Most of us have no cluea of how many steps we take in a day, but there's good reason to find out. According to some estimates, if you walked an extra 2,000 steps a day, you wouldn't gain any weight. Some research even shows that walking an additional 10,000 steps a day could be just as effective for losing weight as a formal exercise program.

To use a pedometer, you first measure your average stride length and program it into the instrument, which then registers every step you take by ticking off each time your hip moves. For most people, a mile of walking is equivalent to 2,000 to 2,500 steps. So ten thousand steps roughly equal around four to five miles, depending on your particular stride.

Wearing a pedometer doesn't just make you aware of how many steps you're taking. It can also inspire you to become more active. You get credit for every step you take -- to your boss's office, to the ATM, around the supermarket and through the playground.
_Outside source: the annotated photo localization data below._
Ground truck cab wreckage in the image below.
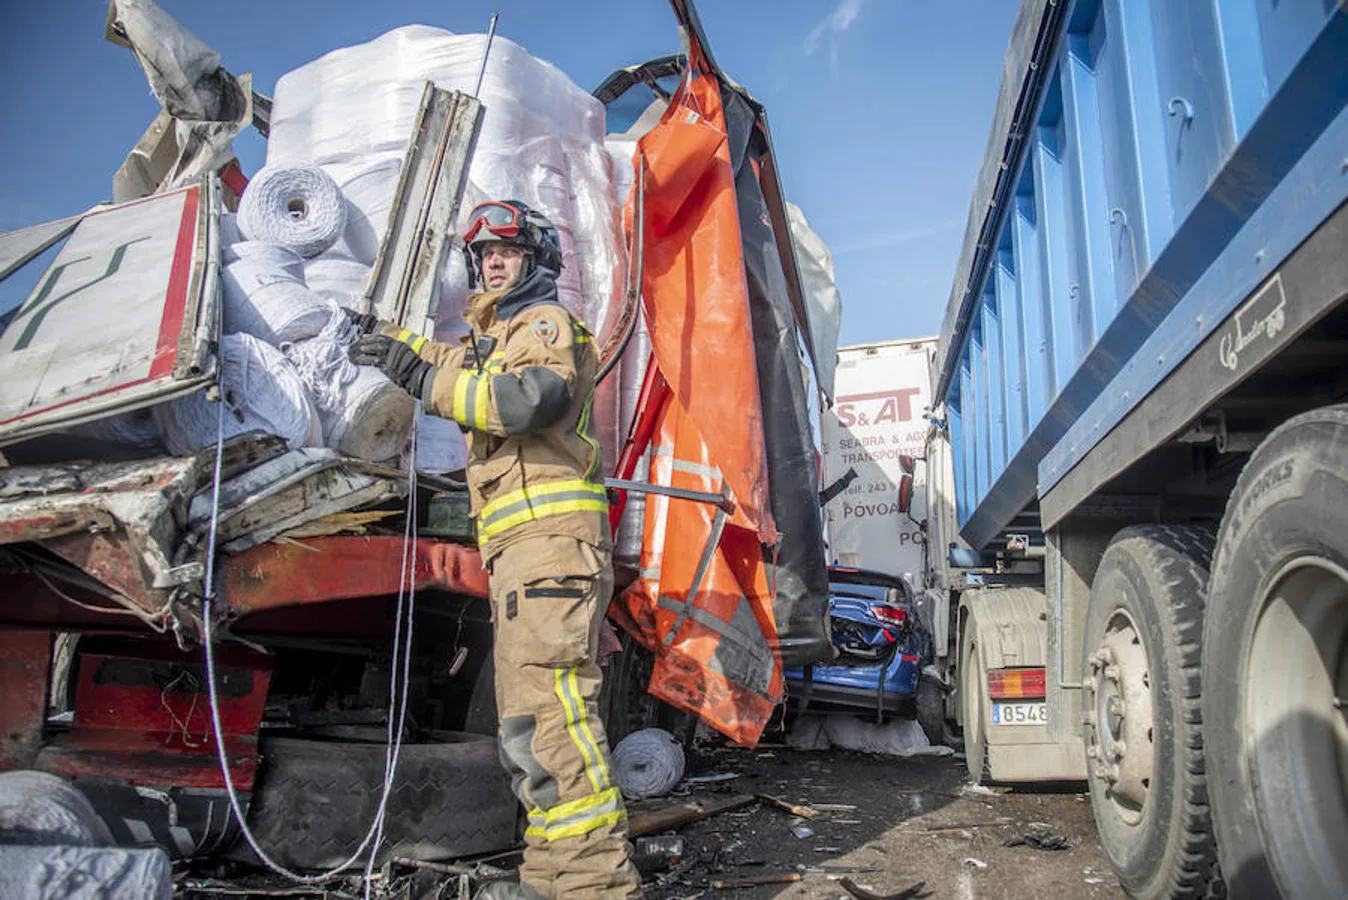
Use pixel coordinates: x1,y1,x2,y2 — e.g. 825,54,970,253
0,0,837,884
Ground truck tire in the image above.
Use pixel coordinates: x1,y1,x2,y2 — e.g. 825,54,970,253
916,676,947,747
1082,524,1221,900
1204,405,1348,900
959,621,990,783
232,733,516,870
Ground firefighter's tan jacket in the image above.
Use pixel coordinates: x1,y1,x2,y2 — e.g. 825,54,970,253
389,287,608,562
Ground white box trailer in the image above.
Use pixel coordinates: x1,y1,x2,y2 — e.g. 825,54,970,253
820,338,936,582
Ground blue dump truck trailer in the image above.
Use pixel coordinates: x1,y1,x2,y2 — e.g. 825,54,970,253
914,2,1348,898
Even the few steps you take from the living room to the kitchen contribute to your daily total. As the numbers mount, you may find yourself hopping off the bus a stop or two early or parking at the far end of the lot just to rack up some extra steps.

Almost all pedometers are quite reliable, even the inexpensive models, so purchasing one doesn?t have to break the bank. If you want to spend a little more, some models also estimate the number of calories you burn.

Unfortunately, the calorie burn information won't be especially accurate, since there are so many factors involved that the gizmo can't account for. Still, for a rough idea of what you're burning, a pedometer can be a useful and motivating tool.

A pedometer keeps track of the number of steps and distance to within 1% of the actual. It easily clips on a belt or waistband to count the steps taken during a day. Medical research has proven strenuous workouts are not necessary to control weight, cholesterol, or blood pressure. If structured workouts are not for you, then moderate exercise is the better route for you to go.

Studies found accumulating approximately 10,000 steps each day meets established public health guidelines for daily physical activity. Therefore, the goal when wearing a pedometer is to walk 10,000 per day on most days of the week and to constitute moderate physical. You get to keep the pedometer for 3 weeks, along with a diary to track your progress. During the first week, you do not change your routine to see how many steps are averaged per day.

If the 10,000 steps per day are not reached, then the second week you begin to find ways to add steps to your day. By week three, you will be able to know what changes are needed to maintain a moderately physically active lifestyle. If you are trying to lose weight, it is recommended to walk between 12,000-14,000 steps per day for significant results.